LEMBRO DE CODY espantado, me contando, na última vez que ele veio a Nova
York, da meia hora de batidas na porta quando ele estava na casa de Josephine,
da descida pela saída de incêndio nos fundos, do proprietário que comprou o
terreno abrindo a janela e perguntando “O que está acontecendo?” e Cody dizendo “O senhor não vai achar que um sujeito com um jeito amigável como eu,
e acredite, eu sou um bom sujeito e amigável, seria e mesmo que seja estranho eu
dizer isso assim para um estranho – mas eu não sou ladrão – olhe só para mim,
olhe para mim e o senhor vai ver.”
Me lembra da vez que eu estava vendo a biblioteca de Wilson e comecei a
cantarolar uma música enquanto ele discutia com Marian – (“Moonglow”). “O que
que te deu para você ficar cantarolando essa música?”
“Sei lá.”
“É um mistério eterno –”
Impossível escapar dos enigmas.
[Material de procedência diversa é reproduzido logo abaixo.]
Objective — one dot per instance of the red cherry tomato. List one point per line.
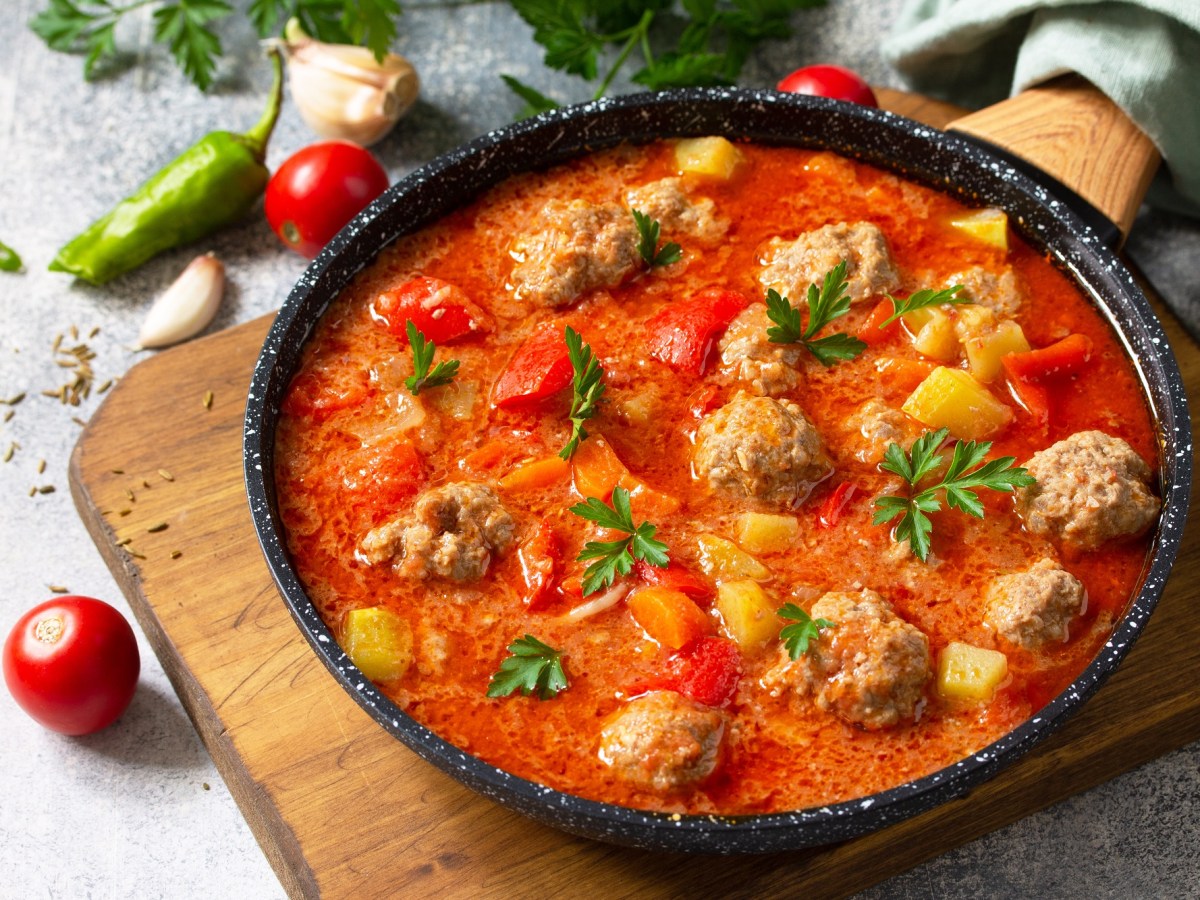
(833, 82)
(72, 664)
(318, 190)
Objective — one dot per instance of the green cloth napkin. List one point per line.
(1144, 54)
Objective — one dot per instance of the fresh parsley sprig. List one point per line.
(922, 299)
(803, 629)
(959, 484)
(616, 557)
(587, 388)
(423, 358)
(826, 304)
(648, 231)
(532, 667)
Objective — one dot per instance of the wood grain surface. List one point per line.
(341, 809)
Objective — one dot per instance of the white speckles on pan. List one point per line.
(881, 138)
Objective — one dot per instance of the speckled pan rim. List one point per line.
(891, 142)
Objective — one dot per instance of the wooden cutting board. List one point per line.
(342, 809)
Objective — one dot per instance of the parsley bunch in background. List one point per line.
(189, 28)
(691, 43)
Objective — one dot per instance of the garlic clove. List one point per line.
(342, 91)
(187, 306)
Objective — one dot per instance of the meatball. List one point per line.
(875, 425)
(580, 247)
(790, 267)
(1033, 607)
(666, 202)
(1090, 489)
(451, 533)
(761, 448)
(749, 355)
(663, 742)
(870, 669)
(999, 293)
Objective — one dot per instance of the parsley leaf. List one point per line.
(617, 557)
(532, 667)
(423, 358)
(826, 304)
(959, 484)
(802, 630)
(588, 389)
(648, 229)
(922, 299)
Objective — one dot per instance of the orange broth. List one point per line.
(781, 754)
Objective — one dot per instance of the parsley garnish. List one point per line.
(531, 667)
(423, 358)
(189, 27)
(802, 630)
(616, 557)
(922, 299)
(957, 483)
(587, 389)
(648, 229)
(826, 304)
(705, 43)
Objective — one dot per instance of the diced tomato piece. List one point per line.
(1062, 358)
(540, 557)
(442, 311)
(539, 369)
(683, 335)
(676, 577)
(316, 395)
(708, 672)
(874, 331)
(832, 509)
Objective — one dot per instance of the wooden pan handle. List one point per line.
(1073, 132)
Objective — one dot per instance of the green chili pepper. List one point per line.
(210, 185)
(9, 259)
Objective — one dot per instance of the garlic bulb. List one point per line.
(186, 306)
(342, 91)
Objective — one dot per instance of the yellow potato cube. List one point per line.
(748, 613)
(714, 157)
(966, 672)
(378, 642)
(725, 561)
(989, 226)
(952, 399)
(766, 533)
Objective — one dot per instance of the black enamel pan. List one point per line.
(917, 151)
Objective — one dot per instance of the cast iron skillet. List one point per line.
(883, 139)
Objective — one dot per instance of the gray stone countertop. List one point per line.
(138, 809)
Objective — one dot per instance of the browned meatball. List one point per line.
(749, 357)
(451, 532)
(870, 669)
(663, 742)
(761, 448)
(669, 204)
(579, 247)
(790, 267)
(1090, 489)
(1033, 607)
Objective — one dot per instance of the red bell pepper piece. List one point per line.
(684, 333)
(874, 331)
(708, 672)
(441, 310)
(673, 576)
(834, 504)
(540, 557)
(539, 369)
(1062, 358)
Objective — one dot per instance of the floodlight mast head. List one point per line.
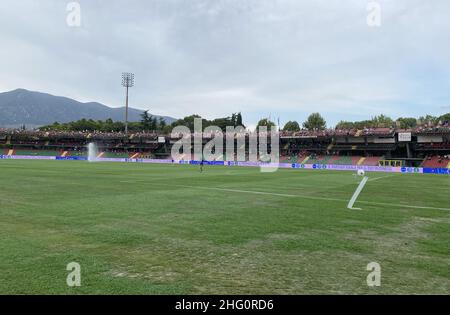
(127, 82)
(127, 79)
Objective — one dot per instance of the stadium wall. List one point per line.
(332, 167)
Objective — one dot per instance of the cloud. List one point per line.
(212, 57)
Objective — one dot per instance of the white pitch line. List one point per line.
(381, 177)
(299, 196)
(356, 194)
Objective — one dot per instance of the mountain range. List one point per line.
(33, 109)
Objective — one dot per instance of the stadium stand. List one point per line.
(428, 146)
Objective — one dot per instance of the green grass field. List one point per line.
(167, 229)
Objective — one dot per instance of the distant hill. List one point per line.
(34, 109)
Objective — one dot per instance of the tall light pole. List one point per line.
(127, 82)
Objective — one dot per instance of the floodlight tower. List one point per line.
(127, 82)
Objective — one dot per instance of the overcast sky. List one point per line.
(283, 58)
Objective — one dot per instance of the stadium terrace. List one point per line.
(419, 147)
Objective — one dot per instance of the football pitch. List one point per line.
(169, 229)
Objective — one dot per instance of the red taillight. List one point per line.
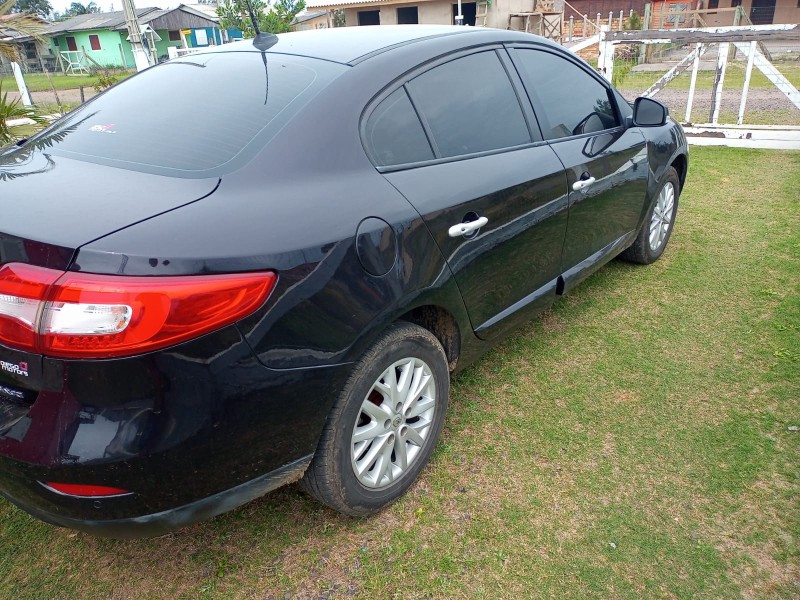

Que nem as pessoas sorriem nas cantinas
quando elas chegam e sentam na mesa mas na hora de ir embora, quando as
cadeiras arrastam no piso em uníssono e elas pegam os casacos e as coisas com
um olhar carrancudo (todos no mesmo nível de semicarrancudice que é uma
carrancudice especial de frustração porque a promessa feita pelo sorriso na chegada não se cumpriu ou se se cumpriu morreu em seguida) – e durante essa vida
curta que tem a mesma qualidade cega inconsciente do orgasmo tudo acontece
com as almas delas – é o GRANDE MOMENTO – a soma dos ápices dos relacionamentos humanos – dura um segundo – a mensagem vibratória a toda – mas
também não é tão mística assim, é o amor e a sintonia num clarão. É assim que a
gente que pira a noite de tudo quanto é jeito (surubas com quatro pessoas, conversas de três dias, viagens transcontinentais ininterruptas) também sente essa
carrancudice temporária que nos avisa que é hora de ir dormir – nos lembra que
dá para parar com isso – e nos lembra mais ainda que o momento é incapturável,
já passou e se a gente dormir dá para reviver ele e fazer mil outras combinações
e misturas lindas – embaralhar os velhos arquivos da alma num sono demente
alucinado – Então as pessoas na cantina têm que olhar mas só até pegarem o
chapéu delas, porque a carrancudice
também é um sinal que elas mandam
uma para as outras, um tipo de “Boa-noite senhoras” ou talvez uma gentileza
interior do coração. Que tipo de amigo ia rir na cara dos amigos na hora de pegar
o casaco fazendo uma carranca e de se curvar para ir embora? Esse gesto significa
“Estamos indo embora dessa mesa que tinha prometido tanto – é nosso tributo
aos tristes.” A carrancudice continua assim que alguém diz alguma coisa e eles se
dirigem até a porta – rindo eles atiram ecos de volta à cena do desastre humano
– e descem a rua no ar renovado que o mundo providencia.
Ah, os corações loucos de todos nós!